Kolejne etapy zmian na inne, bo nie wiem czy na lepsze czy gorsze, mozesz rozmyslac i starasz sie to robic na tak wiele sposobow jak tylko sie da, aby nie pominac istotnego faktu. Kochacie sie... On Cie kocha. Cieszysz sie kazdym malenkim promyczkiem tej milosci i czujesz sie jak w pasmanterii, albo tez w teatrze lalek. Miliony cienkich aksamitek wokol Twoich nadgarstkow kaze Ci tanczyc w rytm bicia jego serca. Nic nie jest tak wazne, bo od tego momentu wszystko zaczyna sie rozbudowywac w pajeczyne na ktorej balansujesz przez cale dnie. Od tego sie zaczyna, bo budzisz sie jako jego wlasnosc, ktos kto przygotowuje sie do zmazania swojego nazwiska, ktore przez tyle lat ciazylo. Wychodzisz do pracy oznaczona na palcu serdecznym, ze masz juz kogos kto pokochal i byl w stanie przygarnac. Juz nie tam szukaja mezczyzni, czasem zmieniasz miejsce tej malej banderolki, kiedy w autobusie, tuz obok Ciebie ktos wywola przyjemne i grzeszne, tym razem bardziej niz zwykle, mysli.

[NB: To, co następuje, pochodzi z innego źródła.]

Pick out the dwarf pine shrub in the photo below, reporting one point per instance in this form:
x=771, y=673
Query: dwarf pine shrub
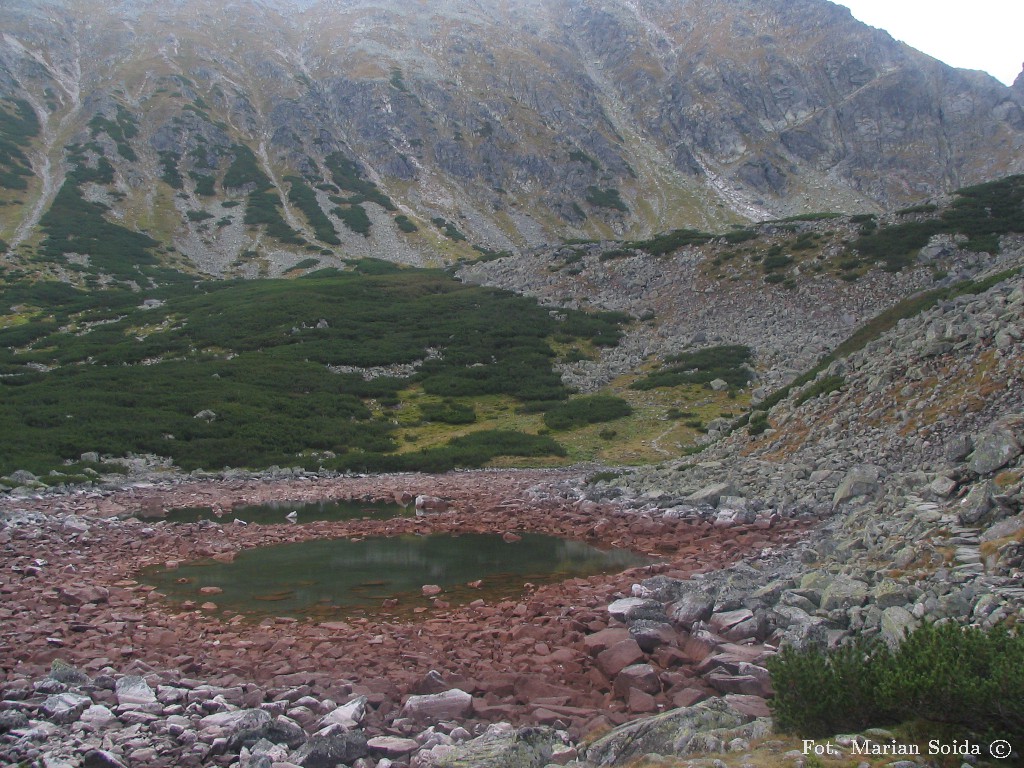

Od teraz nie narzekasz na wiele rzeczy. Masz o co prosilas i usmiechasz sie do siebie za siadanie nigdys na rogu stolu. Smiejesz sie z babc, ktore doradzaly, aby to wszystko bylo bardziej rozsadne i przemyslane.

Teraz masz tylko ten jeden komfort - nie musisz myslec za duzo, czasem to on pomysli za Ciebie.